Уже само ее имя, если я переведу его как «божий дар», соблазняет меня на тщетные размышления о том, случайно ли это. Если вы выслушаете мой рассказ до конца, то будете вынуждены вслед за мной признать, что невозможно придумать для нее более подходящего имени, чем имя, данное ей при рождении. Да простит мне читатель это новое отступление.

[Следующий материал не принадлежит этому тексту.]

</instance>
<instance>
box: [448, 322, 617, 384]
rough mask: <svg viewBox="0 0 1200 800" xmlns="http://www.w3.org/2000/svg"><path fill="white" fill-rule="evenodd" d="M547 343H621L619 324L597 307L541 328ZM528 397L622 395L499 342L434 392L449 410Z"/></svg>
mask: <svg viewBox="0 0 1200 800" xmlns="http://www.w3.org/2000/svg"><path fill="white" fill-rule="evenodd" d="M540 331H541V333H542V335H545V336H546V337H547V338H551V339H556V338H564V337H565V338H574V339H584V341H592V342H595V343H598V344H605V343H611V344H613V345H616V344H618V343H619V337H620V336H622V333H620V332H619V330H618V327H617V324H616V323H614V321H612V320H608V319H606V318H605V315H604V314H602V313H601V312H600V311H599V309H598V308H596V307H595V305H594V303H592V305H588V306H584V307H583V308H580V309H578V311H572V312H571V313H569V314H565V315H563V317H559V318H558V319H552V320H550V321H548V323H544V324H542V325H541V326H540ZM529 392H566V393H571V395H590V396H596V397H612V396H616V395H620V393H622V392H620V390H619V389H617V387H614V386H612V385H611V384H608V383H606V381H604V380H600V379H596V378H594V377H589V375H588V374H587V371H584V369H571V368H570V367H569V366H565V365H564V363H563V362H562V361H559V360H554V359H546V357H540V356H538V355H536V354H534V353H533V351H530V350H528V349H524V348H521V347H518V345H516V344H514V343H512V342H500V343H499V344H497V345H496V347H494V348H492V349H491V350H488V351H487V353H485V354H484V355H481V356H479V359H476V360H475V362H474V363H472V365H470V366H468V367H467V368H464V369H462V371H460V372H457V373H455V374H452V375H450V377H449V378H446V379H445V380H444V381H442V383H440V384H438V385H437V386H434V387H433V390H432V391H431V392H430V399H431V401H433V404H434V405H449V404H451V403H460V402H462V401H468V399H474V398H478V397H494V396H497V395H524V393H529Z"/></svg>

Я познакомился с ней в феврале 1947 года и одновременно узнал ее историю. То, что я, возможно, сам того не зная, пережил эту историю раньше, — это другой вопрос, на который я не могу с уверенностью ответить ни утвердительно, ни отрицательно.
О той ужасной зиме 1946–1947 гг. сегодня невозможно говорить. Вероятно, будет лучше, если мы — пережившие ту зиму — умолчим о ней совершенно, чтобы не внушать другим страх перед будущим и возможным повторением. Дело дошло до того, что мы, когда уже наступало раннее лето с его теплом и сочной зеленью, не верили в его приход и считали себя проклятыми, которым, для усугубления их мук, придется стоять в дверях ада и издали взирать на буйство мая.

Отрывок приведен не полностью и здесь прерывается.